Dozens of people were killed when the River Jalingo overflowed its banks following heavy rains last week and washed away more than 50 houses. Many of the deaths occurred when the bridge over the river collapsed as people stood on it to observe the rising waters.

Since then the 3,000 people made homeless by the floods have been camped in four primary schools in Jalingo, the state capital.

“The plight of the flood victims is pathetic,” Manjo Martin, the Nigerian Red Cross disaster response coordinator, told reporters. “I appeal to the government and others to come to their aid by providing food, medicine and bedding to reduce their suffering."

Hamza Faruk, head of the state's emergency relief committee, said the government had begun providing food, clothing and medical supplies to the flood victims.

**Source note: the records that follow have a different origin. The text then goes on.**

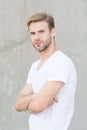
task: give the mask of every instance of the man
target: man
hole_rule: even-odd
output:
[[[31,66],[15,108],[31,113],[29,130],[67,130],[74,111],[75,67],[71,59],[56,47],[52,16],[34,14],[27,26],[40,59]]]

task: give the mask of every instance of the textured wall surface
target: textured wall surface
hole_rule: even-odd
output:
[[[75,113],[69,130],[87,130],[87,0],[0,0],[0,130],[28,130],[28,112],[14,103],[31,63],[38,58],[26,28],[33,13],[47,11],[56,22],[56,43],[78,74]]]

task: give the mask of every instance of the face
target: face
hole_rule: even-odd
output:
[[[51,45],[54,36],[53,29],[50,30],[47,22],[32,22],[29,26],[30,37],[34,48],[43,52]]]

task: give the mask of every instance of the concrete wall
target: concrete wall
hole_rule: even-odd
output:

But many of the displaced have complained of poor conditions in the impromptu camps.

“There are insufficient toilets and only 10 mattresses and three mats were given to more than 200 people. Women spread their wrap-arounds on the bare floor to sleep,” said Buhari Adamu, who is camped out at the Lamure Primary School.

Faiza Sule, a mother of twins, complained that the food rations were inadequate for the children and that there was a lack of drugs needed to treat the many cases of malaria and diarrhoea in the camp.

August and September are generally the wettest months in parts of northern and central Nigeria, with villages and towns on the banks of major rivers most at risk of flash floods.